Virginia Begins Processing Eviction Cases Again
Virginia’s moratorium on all non-emergency court proceedings ended Monday, meaning judges can begin hearing eviction cases against tenants who are struggling to pay rent due to the coronavirus pandemic.
At least 700 eviction cases are scheduled in courts across the state over the next three weeks, according to the Virginia Poverty Law Center. More than 100 are in Hampton Roads.
Gov. Ralph Northam has said the Commonwealth is implementing measures to protect people from evictions.

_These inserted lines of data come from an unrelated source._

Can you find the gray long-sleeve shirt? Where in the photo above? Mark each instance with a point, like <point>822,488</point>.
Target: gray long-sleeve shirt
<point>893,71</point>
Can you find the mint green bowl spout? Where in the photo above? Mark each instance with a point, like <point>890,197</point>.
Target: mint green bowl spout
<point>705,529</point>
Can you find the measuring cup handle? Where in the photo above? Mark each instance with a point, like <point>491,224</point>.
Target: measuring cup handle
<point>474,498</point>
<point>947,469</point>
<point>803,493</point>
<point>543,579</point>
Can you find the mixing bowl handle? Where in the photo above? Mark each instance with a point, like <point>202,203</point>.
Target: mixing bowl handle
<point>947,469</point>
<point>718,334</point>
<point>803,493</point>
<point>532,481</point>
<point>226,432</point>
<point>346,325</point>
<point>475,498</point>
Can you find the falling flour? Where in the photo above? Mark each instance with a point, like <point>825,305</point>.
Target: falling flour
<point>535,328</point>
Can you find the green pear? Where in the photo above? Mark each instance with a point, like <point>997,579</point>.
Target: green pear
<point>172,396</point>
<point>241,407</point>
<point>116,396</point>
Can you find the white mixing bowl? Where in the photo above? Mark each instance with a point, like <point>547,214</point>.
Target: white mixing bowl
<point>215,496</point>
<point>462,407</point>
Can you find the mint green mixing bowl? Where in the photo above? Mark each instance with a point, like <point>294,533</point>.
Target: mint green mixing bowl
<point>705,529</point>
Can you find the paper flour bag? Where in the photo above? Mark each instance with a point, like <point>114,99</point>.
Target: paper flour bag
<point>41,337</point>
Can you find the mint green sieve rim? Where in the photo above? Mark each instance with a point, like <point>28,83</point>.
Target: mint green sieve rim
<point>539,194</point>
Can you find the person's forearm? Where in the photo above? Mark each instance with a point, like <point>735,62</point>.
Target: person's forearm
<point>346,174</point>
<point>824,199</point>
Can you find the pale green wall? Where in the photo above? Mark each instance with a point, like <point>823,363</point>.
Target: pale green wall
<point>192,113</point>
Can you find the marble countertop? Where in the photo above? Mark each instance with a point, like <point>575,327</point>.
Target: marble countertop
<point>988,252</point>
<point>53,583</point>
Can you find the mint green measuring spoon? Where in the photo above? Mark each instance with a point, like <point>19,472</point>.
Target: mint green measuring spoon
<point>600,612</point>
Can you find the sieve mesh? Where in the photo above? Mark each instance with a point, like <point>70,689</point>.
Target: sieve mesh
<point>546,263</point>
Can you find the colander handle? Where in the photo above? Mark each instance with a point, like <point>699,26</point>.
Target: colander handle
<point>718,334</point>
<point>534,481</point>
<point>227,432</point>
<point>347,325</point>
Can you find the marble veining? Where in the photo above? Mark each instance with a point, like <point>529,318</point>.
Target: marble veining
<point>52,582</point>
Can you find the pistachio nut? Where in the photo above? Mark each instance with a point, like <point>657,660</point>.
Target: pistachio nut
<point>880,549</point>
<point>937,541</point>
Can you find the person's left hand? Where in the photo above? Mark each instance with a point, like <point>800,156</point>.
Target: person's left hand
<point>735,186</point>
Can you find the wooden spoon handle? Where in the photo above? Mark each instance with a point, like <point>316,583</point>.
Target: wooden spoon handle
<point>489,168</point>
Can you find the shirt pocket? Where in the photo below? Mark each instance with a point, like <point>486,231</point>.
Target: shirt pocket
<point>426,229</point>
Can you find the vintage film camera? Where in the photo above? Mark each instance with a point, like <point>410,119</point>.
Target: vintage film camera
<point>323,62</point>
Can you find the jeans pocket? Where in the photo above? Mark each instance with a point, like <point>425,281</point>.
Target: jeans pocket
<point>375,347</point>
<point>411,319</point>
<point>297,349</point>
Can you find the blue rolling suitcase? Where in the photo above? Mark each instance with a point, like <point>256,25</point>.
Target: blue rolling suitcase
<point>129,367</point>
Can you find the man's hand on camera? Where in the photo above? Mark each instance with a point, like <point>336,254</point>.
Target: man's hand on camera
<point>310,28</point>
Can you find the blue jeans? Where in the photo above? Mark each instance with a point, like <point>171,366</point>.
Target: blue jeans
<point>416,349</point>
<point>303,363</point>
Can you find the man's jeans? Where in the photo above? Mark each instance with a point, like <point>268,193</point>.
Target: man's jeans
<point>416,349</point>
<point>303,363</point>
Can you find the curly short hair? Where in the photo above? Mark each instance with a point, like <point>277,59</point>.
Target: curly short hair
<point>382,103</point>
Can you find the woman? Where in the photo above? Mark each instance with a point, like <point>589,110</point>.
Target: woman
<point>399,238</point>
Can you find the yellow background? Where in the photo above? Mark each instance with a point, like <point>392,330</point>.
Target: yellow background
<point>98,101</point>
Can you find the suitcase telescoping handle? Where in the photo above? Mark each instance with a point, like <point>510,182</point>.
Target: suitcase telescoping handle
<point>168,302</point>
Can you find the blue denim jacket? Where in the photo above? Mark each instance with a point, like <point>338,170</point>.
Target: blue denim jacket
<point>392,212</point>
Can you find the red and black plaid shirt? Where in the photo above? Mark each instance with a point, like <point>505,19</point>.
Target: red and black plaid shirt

A recently-passed state law delays eviction hearings 60 days for people who can prove they have lost income due to the COVID-19 pandemic. The CARES Act — a separate law passed by Congress — also halts evictions for people living in federally-subsidized housing or at a property with a federally-backed mortgage.
Still, Steve Fischbach, the litigation director of the Virginia Poverty Law Center, said many Virginians could be evicted in the coming weeks. Virginia has issued no guidance about how it’s applying and enforcing the 60-day delay and the CARES Act, he said.
"For tenants represented by lawyers, there’s a much lower chance of folks getting evicted. Most tenants go to court without lawyers and hence don’t even know that they have those two protections," he said.
Tenants who have been struggling to pay rent amid the outbreak previously had a reprieve from evictions. Beginning in March, the Virginia Supreme Court issued multiple orders halting court proceedings to prevent the spread of the coronavirus in courtrooms.
The move also provided eviction protections to many people residing in hotels and motels.
In its order resuming non-emergency court proceedings, the Virginia Supreme Court said the moratorium on proceedings created a backlog of 673,000 court cases. The order gave local courts authority to reopen courthouses if they deem it safe.
Some have declined to hear cases yet, including the Richmond City General District Court and courts in Northern Virginia. But courts in Williamsburg/James City, Chesapeake and Hampton, among others, are reopening and have scheduled dozens of eviction cases for the coming weeks, according to the Poverty Law Center.
The hearings start as other states, including Florida, California and New York have issued orders banning evictions until at least the end of May because many people remain laid off because of the COVID-19 pandemic.
Fischbach said there are also safety concerns about resuming eviction cases.
Some tenants may be afraid to show up to an eviction hearing for fear of contracting the virus. The result could be a default judgement in which a judge ultimately approves an eviction because the landlord is present in court while the tenant is not.
"Virginia needs to do what Florida and other states are doing — extending those moratoriums because we're still in a public health crisis," Fischbach said.
The Commonwealth already has a history with evictions. Several of its cities had some of the highest eviction rates in the country before the pandemic.
Since the outbreak started, the state has received more criticism for its eviction protections. In April, Princeton University's Eviction Lab reviewed eviction policies in all 50 states and ranked Virginia 31st. The researchers at the lab said that while Virginia paused evictions, landlords could still file eviction lawsuits that would be heard when courts reopen.
"Without further action and supportive measures, Virginia could see a surge of evictions immediately following the pandemic,” the researchers wrote.
When asked during a Monday press conference why Virginia hasn’t issued an order extending eviction protections similar to other states, Gov. Ralph Northam said he wasn’t prepared to make comparisons.
He noted that landlords with state-backed loans can get a 90-day mortgage deferral if they give tenants more time to pay rent. The state is also providing non-profit housing organizations with $12 million to expand housing services, he said.
"We’re hoping to prevent any evictions especially during this COVID-19. We’ll continue to follow those guidelines," Northam said.